Today, to remark that Sanduk Ruit is intelligent is as obvious as noting that the sun emits light and heat. But even as a boy learning to write Nepali, a language he’d mastered only in its spoken form, while simultaneously studying English, Ruit was an enthusiastic sponge for the education that hadn’t been available in Olangchungola.
Sports helped him earn the respect of his peers. The St. Robert’s campus possessed one of the rare flat expanses in the tilting region of Darjeeling. And on its small, dusty playing field, in full view of the mountain his father had instructed him never to forget, Sanduk earned a reputation as someone who wouldn’t be pushed around. Exchanging elbows with older boys, shouldering them out of the way as he fired shots at the goal during scrappy games of soccer, Sanduk remembered Sonam’s exhortation that he was Walung, that no path was too steep for him to climb.

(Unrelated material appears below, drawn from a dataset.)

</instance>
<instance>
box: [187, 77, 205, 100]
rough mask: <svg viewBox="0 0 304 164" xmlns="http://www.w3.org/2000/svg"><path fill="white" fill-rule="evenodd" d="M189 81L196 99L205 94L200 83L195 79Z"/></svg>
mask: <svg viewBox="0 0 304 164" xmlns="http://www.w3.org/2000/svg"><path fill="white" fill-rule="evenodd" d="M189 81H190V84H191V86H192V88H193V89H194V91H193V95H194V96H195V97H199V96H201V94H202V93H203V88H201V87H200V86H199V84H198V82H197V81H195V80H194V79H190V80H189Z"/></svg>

On fine days between the monsoons, he could see Kangchenjunga’s summit clearly from the St. Robert’s campus. Through a trick of the atmosphere, its ice and stone staircases could seem achingly close. But those fifteen days of trekking had been imprinted on Sanduk; he knew precisely how far he was from the home where his father had been forced to pull him from the arms of his mother. And though he recalled how cold it could be in his family’s house, it flickered in his imagination as the world’s one source of dependable warmth.